Well, looks like they will not you direct link to the page. Try this to see if it works for you all.......


----------



## jodyand (Sep 16, 2003)

Still dont work Paul:tellyou: 
Jody


----------



## Ingersoll444 (Sep 17, 2003)

hmm strange. If you copy and paste the link it works, but not clicking on it. strange.......


----------



## Live Oak (Dec 22, 2003)

If you cut and past the link it works. I bet Tripod has a feature that prevents linking or something like that to keep their servers from being flooded with lookers. 

Anyhow, looks like it has a nice comfy seat!


----------



## memmurphy (Sep 18, 2003)

That is a neat little tractor Paul. It somewhat resembles the Springfield 25" 4 Hp that was my first ride.

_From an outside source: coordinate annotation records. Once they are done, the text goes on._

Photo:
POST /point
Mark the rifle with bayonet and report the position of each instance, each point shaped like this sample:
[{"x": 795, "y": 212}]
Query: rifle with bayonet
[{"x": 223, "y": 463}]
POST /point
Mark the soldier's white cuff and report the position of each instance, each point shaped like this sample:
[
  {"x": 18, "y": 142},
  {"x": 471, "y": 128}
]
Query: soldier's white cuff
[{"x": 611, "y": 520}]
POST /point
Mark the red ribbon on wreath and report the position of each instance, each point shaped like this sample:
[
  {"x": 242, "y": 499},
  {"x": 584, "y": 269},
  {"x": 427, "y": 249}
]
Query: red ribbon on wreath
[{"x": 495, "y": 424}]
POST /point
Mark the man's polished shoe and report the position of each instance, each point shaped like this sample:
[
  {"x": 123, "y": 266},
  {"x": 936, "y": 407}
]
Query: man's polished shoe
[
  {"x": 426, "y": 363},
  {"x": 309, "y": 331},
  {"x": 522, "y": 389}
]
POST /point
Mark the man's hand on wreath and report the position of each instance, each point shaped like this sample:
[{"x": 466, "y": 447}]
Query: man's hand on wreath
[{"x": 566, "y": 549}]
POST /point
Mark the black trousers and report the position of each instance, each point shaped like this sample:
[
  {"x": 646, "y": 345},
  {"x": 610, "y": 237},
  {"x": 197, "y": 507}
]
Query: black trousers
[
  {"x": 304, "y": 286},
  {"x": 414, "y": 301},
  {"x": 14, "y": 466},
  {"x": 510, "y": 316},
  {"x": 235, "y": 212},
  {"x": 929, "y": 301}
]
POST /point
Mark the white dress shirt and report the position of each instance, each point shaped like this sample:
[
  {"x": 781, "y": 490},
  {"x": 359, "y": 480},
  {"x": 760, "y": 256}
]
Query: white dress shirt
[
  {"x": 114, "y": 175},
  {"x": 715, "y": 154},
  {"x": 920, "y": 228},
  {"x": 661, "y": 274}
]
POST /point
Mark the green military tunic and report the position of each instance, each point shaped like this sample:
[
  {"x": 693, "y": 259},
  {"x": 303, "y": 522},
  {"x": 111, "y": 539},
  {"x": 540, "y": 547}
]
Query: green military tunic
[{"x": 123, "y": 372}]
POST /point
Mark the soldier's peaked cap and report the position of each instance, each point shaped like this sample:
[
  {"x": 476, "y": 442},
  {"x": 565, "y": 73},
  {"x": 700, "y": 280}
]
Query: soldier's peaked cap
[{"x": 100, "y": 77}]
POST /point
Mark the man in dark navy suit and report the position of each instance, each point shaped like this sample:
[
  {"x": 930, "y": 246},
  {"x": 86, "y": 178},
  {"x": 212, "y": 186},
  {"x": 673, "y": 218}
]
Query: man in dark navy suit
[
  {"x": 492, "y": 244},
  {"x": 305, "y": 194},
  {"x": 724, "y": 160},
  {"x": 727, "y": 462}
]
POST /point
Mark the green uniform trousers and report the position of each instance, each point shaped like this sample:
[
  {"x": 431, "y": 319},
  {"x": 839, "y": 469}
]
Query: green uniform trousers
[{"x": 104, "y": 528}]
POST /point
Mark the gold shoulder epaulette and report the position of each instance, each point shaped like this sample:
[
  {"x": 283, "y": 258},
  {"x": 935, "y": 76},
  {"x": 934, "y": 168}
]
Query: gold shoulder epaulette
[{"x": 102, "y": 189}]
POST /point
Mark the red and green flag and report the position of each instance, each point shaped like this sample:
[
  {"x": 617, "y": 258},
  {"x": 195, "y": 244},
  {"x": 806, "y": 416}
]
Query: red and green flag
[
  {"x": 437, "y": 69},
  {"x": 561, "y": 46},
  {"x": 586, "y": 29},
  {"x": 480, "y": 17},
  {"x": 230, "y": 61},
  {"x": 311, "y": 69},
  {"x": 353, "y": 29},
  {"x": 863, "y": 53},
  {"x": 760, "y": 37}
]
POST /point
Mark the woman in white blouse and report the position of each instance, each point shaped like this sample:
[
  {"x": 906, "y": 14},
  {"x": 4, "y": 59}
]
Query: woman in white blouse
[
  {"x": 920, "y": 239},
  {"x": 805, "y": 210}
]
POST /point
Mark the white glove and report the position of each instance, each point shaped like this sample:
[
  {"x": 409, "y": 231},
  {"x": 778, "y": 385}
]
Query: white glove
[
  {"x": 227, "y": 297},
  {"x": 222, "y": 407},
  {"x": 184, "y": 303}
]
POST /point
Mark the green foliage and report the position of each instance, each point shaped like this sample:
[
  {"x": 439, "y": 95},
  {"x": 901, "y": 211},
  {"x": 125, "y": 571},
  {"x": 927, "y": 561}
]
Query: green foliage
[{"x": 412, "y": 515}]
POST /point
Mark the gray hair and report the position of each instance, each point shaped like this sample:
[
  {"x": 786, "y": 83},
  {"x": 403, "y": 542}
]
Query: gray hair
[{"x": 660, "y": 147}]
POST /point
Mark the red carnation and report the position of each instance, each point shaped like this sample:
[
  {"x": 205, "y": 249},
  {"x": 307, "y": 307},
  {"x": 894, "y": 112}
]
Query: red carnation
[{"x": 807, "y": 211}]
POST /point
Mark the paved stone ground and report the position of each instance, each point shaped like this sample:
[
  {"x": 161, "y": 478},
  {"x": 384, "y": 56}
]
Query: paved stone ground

BTW: I tried using my tripod free account for that purpose once too and it did not work. I think I read somewhere in the fine print only paying members are allowed to direct link.

Mark


----------



## Ingersoll444 (Sep 17, 2003)

Ya it was a nice little tractor. The one in the picture is not mine, just one like it I found online. Mine was kinda a dark turquise color. Real nice. I did a lot of work with that old girl as a kid. It's last job was being used by me to put in new lawns for a builder I mowed lawns for. me and my dad rigged up a rear hydro lift for it, and made a few attachments for it. Used an old powersteering pump to run it, and all kunkyard parts to rig it up. Still have the attachments we made fit, one of these days I may adapt them to fit a sleave hitch. I would realy like to find another one one of these days. Not many out there though. Other than mine, I have seen that one on the web, and a local Tractor dealer was doing work on one a year or so ago, but the owner would not sell it. Thats it. But I keep my eye out for one, one of these days.


----------